[arin-ppml] ARIN-prop-208 Reduce All Minimum Allocation/Assignment Units to /24

Owen DeLong owen at delong.com
Tue May 6 03:59:53 EDT 2014


On May 5, 2014, at 23:49 , William Herrin <bill at herrin.us> wrote:

> On Tue, May 6, 2014 at 2:10 AM, Kevin Blumberg <kevinb at thewire.ca> wrote:
>> Do you support the substantive changes in this policy?
> 
> I support Owen's original policy with the minor tweaks to deal with
> the couple of things he missed.
> 
> I do not support the policy as rewritten. The rewrite is, I believe,
> egregious and harms prospects for further policy development based on
> the distinction between multihomed and singlehomed.

It really doesn't.

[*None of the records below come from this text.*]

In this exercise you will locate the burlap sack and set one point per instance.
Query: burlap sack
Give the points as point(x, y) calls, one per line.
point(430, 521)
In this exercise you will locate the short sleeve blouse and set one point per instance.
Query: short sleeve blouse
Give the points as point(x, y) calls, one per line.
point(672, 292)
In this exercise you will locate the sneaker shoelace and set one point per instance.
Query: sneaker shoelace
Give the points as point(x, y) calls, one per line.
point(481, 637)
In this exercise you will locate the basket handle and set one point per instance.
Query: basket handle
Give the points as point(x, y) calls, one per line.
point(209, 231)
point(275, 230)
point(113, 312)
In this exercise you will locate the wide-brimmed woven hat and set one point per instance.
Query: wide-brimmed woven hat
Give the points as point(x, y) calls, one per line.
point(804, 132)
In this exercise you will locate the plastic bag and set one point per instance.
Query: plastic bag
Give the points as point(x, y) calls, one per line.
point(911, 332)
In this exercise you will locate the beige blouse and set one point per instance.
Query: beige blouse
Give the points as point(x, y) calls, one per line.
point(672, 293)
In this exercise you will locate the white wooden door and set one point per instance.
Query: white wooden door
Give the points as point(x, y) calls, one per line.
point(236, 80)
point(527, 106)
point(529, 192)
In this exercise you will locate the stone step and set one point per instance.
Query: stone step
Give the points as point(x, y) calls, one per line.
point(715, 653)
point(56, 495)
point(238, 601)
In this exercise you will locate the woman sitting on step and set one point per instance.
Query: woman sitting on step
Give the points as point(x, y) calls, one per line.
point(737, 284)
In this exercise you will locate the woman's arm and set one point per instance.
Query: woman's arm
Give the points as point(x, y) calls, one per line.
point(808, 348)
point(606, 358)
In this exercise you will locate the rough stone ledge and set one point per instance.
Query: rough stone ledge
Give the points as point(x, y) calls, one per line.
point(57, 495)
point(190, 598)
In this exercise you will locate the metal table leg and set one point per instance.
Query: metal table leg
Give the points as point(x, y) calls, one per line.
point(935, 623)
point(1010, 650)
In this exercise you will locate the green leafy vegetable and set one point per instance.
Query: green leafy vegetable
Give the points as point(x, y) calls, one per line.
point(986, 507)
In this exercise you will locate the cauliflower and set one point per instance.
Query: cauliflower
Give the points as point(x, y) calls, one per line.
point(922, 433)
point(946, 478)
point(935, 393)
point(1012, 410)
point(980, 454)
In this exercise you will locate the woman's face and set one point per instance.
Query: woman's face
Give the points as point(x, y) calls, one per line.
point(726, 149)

The distinction could be easily resurrected if necessary (though I think that is actually unlikely to become necessary).

However, having it in the NRPM as a distinction without a difference (as would have been the case in the original policy) would be confusing, unnecessarily complex, redundant.

>> Are there any suggestions you might have to fix the issue that doesn't leave duplicate text in the NRPM?
> 
> Intentionally leave the duplicate text in the NRPM and pursue further
> policy development from there. If there isn't any further policy
> development you can come back and collapse it in a cleanup next year.

We looked at this, and, frankly, leaving it in required more futzing with it than taking it out.

> Eliminating the distinction between singlehomed and multihomed
> entities was not the purpose of Owen's policy proposal and is, in my
> opinion, a bad idea.  Leave the distinction in place so that when we
> re-examine multihomed versus singlehomed in light of the new minimums
> we don't have to re-create it from the whole cloth with all the
> attendant trouble that will cause.

The existing text is archived and can easily be included as a re-insertion with
modifications for any new policy development. None of the section numbers being
retired are being reused at this time. It's actually easier to resurrect it from the archives
and modify to fit whatever future policy development may require it than it would be to
make enough changes to have it make sense in the context of this proposal.

> Seriously, look beyond the immediate policy proposal before you
> consider ripping out huge chunks of the NRPM. It took a long time and
> a lot of debate to craft that language. Don't throw it away until
> we're sure we won't need it again.

The use of the term "huge chunks" is a bit odd to my thinking here.

Ripped out:
	2 sentences of 4.2.1.5
	1 phrase in 4.2.2.1
	2 sentences in 4.2.2.1.1 (unrelated to the single/multihome issue)
	Section 4.2.2.2 (which would need a major rewrite if it were to stay in unless you actually wanted
	the policy to make it only possible to get a /24 if you were single-homed, but you could get a /22 as
	multihomed, which I don't believe was anyone's intent, certainly not mine)
	Title 4.3.2.1 (whois text is moved to 4.3.2)
	Section 4.3.2.2 (which would have to have been almost entirely rewritten if it remained in)
	Sections 4.9 and 4.9.1 (unrelated to the single/multihome issue)

I was on the call with the shepherds and others when these changes were discussed and most of them are actually my own recommendations to prevent the policy from making the NRPM nonsensical. All of the text that is removed can easily be put back by any future policy proposal if it becomes useful to do so, so there would not be any need to recreate said text from whole cloth for any future policy work.